Regard my circuits on those BB's the bottom one is nothing,, just to show the idea But the top one (with the battery) is one of my early attempts at a decent tone control.
I've built a lot of stuff and most of it would never win awards but that one is one of my few success ideas that actually worked way beyond my expectations.
Just search for PhAbbTone on here as I've posted that schematic a few times the latest version is PhAbbToneV4. The circuit on the BB is the earlier circuit,, the later V4 has better sig/noise performance. It's dead easy to build and can be run as a pedal (battery) circuit or run from a 12-0-12 VDC Supply. Feel free to test it out. :tu:
Phil.


incurably_optimistic

#14
Thanks for all the replies and nice words!

That makes sense Enzo, I've never had a reverb pedal of any sort, but that's the same way I used the delay pedals - I put the distortion before them in the pedal chain (who doesn't like that "fading distortion" sound when you switch off the dist. with the delay still on?) and it sounded better that way. Thanks for the link to that Peavey schematic, I'll take a closer look at how it's done in the commercial amps.

Regarding that bench supply - that sounds like the exact thing I need (or I'm going to need in the near future), unfortunately I'm out of money at the moment, so I'll probably write you a PM next month if you have any left!

I've just searched the PhAbbTone and I realised that I've never owned a EQ pedal so i think I'll give it a try after I'm done with this amp! Is the performance of the circuit better with the bipolar supply than with a single 9V supply (more headroom or something)? If so, does it make sense to use some kind of charge pump (maybe icl7660 or something) to get a 9-0-9 from a single 9v supply?
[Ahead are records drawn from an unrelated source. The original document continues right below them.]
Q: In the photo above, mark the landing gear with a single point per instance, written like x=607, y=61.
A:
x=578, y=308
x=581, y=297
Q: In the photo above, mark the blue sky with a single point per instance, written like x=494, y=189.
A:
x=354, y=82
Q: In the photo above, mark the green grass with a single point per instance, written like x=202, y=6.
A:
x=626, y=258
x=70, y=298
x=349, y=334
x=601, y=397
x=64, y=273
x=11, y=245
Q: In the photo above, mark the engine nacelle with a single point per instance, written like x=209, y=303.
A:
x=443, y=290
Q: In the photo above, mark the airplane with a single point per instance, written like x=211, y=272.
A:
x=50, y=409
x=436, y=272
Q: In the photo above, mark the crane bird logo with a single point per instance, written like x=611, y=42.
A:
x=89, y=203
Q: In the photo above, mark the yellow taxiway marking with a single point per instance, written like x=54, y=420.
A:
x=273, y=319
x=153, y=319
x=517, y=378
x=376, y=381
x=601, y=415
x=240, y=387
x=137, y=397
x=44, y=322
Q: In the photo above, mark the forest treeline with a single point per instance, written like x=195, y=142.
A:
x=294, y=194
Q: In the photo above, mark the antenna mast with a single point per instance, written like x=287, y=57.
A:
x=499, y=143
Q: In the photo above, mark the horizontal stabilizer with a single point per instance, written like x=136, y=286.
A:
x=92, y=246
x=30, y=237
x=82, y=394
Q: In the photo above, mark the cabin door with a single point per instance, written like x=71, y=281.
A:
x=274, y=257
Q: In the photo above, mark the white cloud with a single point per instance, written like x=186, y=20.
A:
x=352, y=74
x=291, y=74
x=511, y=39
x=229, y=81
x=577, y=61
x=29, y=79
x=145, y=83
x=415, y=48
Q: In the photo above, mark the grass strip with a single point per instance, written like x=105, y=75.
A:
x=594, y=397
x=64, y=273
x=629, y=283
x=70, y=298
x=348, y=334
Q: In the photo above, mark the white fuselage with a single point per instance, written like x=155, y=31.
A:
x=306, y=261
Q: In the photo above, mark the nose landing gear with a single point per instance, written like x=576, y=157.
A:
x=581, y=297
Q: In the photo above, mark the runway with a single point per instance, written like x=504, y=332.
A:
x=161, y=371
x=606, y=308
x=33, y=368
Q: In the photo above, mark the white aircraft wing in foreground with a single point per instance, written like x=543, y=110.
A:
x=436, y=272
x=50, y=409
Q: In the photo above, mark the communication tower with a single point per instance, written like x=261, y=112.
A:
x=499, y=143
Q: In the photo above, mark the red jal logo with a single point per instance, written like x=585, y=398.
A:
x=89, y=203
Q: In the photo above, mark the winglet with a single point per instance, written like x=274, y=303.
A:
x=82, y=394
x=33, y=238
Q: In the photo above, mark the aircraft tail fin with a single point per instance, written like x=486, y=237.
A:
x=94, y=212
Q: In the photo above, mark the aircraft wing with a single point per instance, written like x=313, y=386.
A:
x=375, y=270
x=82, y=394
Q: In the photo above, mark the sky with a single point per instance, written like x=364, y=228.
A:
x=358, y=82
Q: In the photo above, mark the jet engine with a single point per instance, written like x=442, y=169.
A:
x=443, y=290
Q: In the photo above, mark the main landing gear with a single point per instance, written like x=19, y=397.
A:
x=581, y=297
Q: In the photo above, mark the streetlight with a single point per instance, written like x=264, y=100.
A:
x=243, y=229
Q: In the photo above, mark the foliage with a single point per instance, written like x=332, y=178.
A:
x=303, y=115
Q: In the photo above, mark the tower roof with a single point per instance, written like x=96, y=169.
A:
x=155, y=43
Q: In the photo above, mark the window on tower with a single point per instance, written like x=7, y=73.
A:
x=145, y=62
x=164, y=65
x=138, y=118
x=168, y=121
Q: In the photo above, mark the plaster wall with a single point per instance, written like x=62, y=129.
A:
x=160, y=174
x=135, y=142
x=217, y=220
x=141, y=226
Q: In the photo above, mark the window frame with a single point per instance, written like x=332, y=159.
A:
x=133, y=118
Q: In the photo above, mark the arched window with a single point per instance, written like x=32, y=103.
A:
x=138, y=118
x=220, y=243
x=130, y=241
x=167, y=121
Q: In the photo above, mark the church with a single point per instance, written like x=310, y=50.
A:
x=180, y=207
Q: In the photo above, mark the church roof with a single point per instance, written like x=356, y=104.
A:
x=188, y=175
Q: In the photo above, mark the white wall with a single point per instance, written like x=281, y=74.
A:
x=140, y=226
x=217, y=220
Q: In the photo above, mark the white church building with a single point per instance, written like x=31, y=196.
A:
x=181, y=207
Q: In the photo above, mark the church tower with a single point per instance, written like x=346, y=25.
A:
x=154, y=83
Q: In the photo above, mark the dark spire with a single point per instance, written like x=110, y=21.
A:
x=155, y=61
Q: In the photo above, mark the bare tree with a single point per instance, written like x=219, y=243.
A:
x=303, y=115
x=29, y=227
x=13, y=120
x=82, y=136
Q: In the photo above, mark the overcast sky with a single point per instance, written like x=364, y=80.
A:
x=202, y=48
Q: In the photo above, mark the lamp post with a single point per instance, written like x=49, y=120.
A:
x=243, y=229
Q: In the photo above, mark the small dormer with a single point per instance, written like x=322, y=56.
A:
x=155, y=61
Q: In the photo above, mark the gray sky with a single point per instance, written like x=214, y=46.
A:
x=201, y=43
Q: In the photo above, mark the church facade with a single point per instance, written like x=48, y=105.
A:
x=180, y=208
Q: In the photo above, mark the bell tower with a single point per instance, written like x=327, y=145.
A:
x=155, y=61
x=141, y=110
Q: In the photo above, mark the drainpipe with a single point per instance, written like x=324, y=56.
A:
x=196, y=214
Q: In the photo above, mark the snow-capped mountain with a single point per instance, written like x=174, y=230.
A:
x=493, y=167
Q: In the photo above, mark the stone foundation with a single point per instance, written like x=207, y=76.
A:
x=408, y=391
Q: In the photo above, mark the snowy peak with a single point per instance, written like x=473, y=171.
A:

So I'm just in a process of protoboarding the drive and recovery circuit for my reverb tank (figures 2 and 3 from this link http://sound.westhost.com/project34.htm ) but I've just realised that it may not work that great for me, because the tank I have is apparently a high impendance one - I measured the DC resistance of the tank and it was around 60ohm, which would suggest that this is a 600ohm input impendance tank.

Apparently to drive such a tank you need a discrete circuit and something close to lm3886 rails voltage - if the one I'm breadboarding right now doesn't work well, i'm afraid I'll have to wait with the reverb part until I'm done with the power supply, which is less than optimal for me.

EDIT I forgot that I have some small transformers that I salvaged from broken laptop power supplies and wall warts - I'll try using them if the circuit doesn't drive the spring enough!